Afridi could have continued as a player and not as a captain. And contributed more to Pakistan Cricket. As a captain, one is burdened with managing the team players (some especially with a bloated ego), politics of the Board, differences with the Coach (especially if he is from abroad), hostile media and an indifferent audience, especially if the team is not playing well. It is not easy to be a captain, especially in an emotional South Asia. Even more in Pakistan. 

The problem here also is the huge expectations and short memory of the Cricket obsessed sub-continent. We may not be worried about our performance in the Olymic and even at the Asian games; in fact we may not even know the names of our captains of other games. We don’t care how many medals we have won collectively as a region in the above international events. But Cricket is our national honour and no captain can puncture it by losing a game. 

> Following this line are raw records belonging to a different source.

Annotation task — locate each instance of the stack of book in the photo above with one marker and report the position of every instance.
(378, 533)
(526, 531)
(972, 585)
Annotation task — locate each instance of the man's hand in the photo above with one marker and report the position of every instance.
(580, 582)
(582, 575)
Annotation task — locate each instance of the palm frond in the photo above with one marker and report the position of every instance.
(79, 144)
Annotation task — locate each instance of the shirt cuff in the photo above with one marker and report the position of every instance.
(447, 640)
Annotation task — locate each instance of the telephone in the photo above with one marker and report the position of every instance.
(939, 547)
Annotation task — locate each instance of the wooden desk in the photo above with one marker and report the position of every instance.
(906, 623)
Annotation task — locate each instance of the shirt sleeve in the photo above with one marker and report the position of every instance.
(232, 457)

Third, the Board should learn how to treat its heroes. Of course, Afridi was not an easy player; many sporting legends have their own eccentricities. The Board and the larger nation have to understand and even appreciate; more importantly, learn to handle them. Though the social media is ridiculing his repeated decisions to retire, it should also understand, why did that happen in the first place? What makes big players to get upset and unhappy?

Not only the Board and relating to only cricket, but also the entire nation should know how to treat its heroes. From being a Scientist to Scholar to Sportsman, it is not easy to being popular in South Asia. We celebrate them one day and dump them on the second day; a nation that prosecutes its heroes or be indifferent is not the one worth dying for and may even be damned to live with mediocrity. 

Fourth, he certainly deserved a farewell series. Some Boards are known for it; look at the emotional farewells for Tendulkar, Sangakarra and Ponting. Remember how Ponting was carried by his fellow players with a guard of honour from South African players and the entire stadium erupting? Remember how the entire Indian nation was glued to the TV, when Tendulkar made that lengthy and emotional farewell speech? Remember the response from his team and that of the audience when Glen McGrath bowled his final ball in the ODIs? Or the final appearance of Brendon Mccullum, who now plays for Lahore Qalandars in Pakistan Super League?

Pakistanis should remember, how Mahela Jayawardene was received when he played his last test match, for it was against them. When he walked to bat for the last time, the entire Pakistani team was there to receive him, with Younis and Misbah welcoming him and the stadium shouting “Ma-he-la”. 

Shahid Afridi’s contribution is no less, when compared to the above legends from India, Sri Lanka Australia and New Zealand. But there is a huge difference in terms of how Afridi was shown the door, when compared to the other great players of his time. 
 
Well Played Hero
 
Afridi, you certainly had few more games to play and perhaps even mentor and support the next captain. We respect your decision to hand the boots. We sincerely wish you had a farewell game and we are sorry, we could not give you one. The availability of your posters in Khan Market in New Delhi and elsewhere in India will tell your story, of how you had fans cutting across national boundaries. 

We will miss you. Well played hero. You are a legend. You are a free spirit. And you are Shahid Afridi.